On the assumption that the presence or absence of trust will vary among interactional participants who are subject to the same evidence, but occupy different positions of epistemic authority, our hypothesis is that an utterance of the bare prejacent will be more common than the corresponding must statement among those with a higher position of epistemic authority.

 

We test this hypothesis by analyzing 50 examples drawn from corpora of naturally occurring and scripted interactional data.

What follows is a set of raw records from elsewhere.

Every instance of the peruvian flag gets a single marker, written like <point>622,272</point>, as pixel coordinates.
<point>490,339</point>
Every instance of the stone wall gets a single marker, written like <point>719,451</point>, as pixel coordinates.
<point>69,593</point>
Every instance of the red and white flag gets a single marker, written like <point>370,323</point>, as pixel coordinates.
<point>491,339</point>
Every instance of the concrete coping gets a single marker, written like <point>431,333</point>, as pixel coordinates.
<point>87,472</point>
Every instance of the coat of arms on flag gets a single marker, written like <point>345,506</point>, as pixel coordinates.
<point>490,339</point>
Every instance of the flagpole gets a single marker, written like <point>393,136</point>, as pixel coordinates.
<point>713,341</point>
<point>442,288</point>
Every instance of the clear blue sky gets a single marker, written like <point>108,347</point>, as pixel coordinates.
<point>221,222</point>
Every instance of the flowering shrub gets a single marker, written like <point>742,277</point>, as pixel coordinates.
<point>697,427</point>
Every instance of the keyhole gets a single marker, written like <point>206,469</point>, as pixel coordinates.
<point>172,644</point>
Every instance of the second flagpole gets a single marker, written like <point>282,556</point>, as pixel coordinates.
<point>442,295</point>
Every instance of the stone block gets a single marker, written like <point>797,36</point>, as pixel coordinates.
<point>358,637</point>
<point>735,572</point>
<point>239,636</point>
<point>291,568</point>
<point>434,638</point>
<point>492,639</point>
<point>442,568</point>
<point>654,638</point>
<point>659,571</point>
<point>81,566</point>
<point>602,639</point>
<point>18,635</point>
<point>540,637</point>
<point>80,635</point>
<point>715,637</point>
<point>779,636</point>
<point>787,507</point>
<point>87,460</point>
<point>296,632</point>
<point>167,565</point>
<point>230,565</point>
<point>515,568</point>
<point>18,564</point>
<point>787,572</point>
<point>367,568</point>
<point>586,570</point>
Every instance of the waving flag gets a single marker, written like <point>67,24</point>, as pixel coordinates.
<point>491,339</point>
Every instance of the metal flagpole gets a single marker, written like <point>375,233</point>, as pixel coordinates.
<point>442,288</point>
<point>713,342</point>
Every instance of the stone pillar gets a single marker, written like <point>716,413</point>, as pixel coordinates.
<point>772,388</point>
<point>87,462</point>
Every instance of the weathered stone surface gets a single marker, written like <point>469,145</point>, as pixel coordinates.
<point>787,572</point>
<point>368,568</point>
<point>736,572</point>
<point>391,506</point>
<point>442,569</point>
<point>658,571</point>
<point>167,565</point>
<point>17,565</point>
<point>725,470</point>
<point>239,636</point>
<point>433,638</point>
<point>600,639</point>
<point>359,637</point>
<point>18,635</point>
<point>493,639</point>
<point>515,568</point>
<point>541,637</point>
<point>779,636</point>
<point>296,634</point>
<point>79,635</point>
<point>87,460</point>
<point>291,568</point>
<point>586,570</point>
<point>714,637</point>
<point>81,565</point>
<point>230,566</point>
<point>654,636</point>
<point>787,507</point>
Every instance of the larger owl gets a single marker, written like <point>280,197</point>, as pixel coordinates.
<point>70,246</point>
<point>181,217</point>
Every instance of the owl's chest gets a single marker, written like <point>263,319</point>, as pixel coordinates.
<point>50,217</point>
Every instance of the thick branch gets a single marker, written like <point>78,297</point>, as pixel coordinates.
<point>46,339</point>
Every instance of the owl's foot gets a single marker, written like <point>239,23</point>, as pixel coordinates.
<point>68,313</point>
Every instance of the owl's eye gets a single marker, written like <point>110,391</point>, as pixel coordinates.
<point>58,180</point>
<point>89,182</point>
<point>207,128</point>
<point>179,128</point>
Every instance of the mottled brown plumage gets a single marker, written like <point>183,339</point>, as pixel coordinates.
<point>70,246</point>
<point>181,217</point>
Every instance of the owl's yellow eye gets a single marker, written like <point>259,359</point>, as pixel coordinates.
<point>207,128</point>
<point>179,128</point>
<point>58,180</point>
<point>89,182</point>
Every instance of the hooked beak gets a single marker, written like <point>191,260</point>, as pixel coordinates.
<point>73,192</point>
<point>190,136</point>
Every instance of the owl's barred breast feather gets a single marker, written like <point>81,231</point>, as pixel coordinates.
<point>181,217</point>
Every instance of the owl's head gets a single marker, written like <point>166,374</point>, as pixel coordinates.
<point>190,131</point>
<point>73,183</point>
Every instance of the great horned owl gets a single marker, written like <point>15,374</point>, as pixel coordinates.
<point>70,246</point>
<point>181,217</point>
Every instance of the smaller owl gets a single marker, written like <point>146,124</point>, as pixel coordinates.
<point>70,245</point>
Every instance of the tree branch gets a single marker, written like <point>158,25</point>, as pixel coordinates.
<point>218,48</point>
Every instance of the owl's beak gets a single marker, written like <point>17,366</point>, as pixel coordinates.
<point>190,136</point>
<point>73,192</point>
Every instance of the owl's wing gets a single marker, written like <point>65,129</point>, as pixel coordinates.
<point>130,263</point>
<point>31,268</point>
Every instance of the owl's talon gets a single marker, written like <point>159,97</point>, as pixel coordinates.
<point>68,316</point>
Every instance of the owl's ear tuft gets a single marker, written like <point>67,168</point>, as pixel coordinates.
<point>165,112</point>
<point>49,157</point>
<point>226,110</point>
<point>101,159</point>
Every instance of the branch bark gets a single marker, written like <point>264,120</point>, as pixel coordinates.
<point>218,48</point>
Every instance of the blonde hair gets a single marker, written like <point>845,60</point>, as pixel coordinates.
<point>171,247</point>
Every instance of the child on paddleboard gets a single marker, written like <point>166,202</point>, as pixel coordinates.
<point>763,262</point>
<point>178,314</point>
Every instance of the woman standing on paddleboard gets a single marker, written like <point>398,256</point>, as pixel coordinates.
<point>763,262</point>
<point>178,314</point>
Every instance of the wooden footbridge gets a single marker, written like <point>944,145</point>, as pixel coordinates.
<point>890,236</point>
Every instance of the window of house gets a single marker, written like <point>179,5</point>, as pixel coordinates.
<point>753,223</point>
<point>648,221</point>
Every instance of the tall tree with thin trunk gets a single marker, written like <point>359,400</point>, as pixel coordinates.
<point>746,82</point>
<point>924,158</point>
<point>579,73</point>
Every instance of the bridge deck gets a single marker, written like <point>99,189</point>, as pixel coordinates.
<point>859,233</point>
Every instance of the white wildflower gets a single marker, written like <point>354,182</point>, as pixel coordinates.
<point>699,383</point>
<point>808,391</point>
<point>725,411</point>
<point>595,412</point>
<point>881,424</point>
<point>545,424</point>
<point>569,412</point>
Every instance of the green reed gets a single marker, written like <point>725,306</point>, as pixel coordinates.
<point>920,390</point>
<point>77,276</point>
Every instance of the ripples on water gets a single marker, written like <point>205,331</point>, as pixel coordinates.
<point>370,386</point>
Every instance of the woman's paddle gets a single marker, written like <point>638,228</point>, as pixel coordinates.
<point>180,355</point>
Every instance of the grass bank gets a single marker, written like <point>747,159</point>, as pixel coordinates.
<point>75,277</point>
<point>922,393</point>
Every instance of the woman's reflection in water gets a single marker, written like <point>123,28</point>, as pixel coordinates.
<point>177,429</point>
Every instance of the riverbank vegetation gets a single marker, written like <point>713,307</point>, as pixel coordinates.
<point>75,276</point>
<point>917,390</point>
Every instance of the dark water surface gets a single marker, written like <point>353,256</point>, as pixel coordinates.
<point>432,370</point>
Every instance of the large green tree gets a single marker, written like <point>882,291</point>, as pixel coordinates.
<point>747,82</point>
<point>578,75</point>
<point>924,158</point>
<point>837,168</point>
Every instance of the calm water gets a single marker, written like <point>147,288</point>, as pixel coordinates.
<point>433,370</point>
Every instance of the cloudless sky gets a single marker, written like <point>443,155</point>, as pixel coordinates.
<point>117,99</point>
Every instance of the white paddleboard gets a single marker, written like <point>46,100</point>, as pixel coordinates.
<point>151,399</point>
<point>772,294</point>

For example, in the following excerpt from House (2005) in which two doctors aim to diagnose a patient, they leave open the question of whether there is bleeding around the patient’s heart when addressing one other (lines 3a and 3b), yet when addressing the patient (line 3c), treat the question as settled, despite consistent evidence across these utterances.

 

(3a)

CAMERON: Neck veins are out; must be pericardial effusion.

(3b)

FOREMAN: Tear in his lungs must have re-opened.

(3c)

CAMERON: Kalvin, you’re bleeding into the area around your heart.

 

By examining interactions and their sequential organization of utterances (Sacks, Schegloff, and Jefferson 1974), we illustrate how participants negotiate their relative positions of authority whether by settling questions under discussion, by leaving questions open, or by challenging prior attempts to settle questions.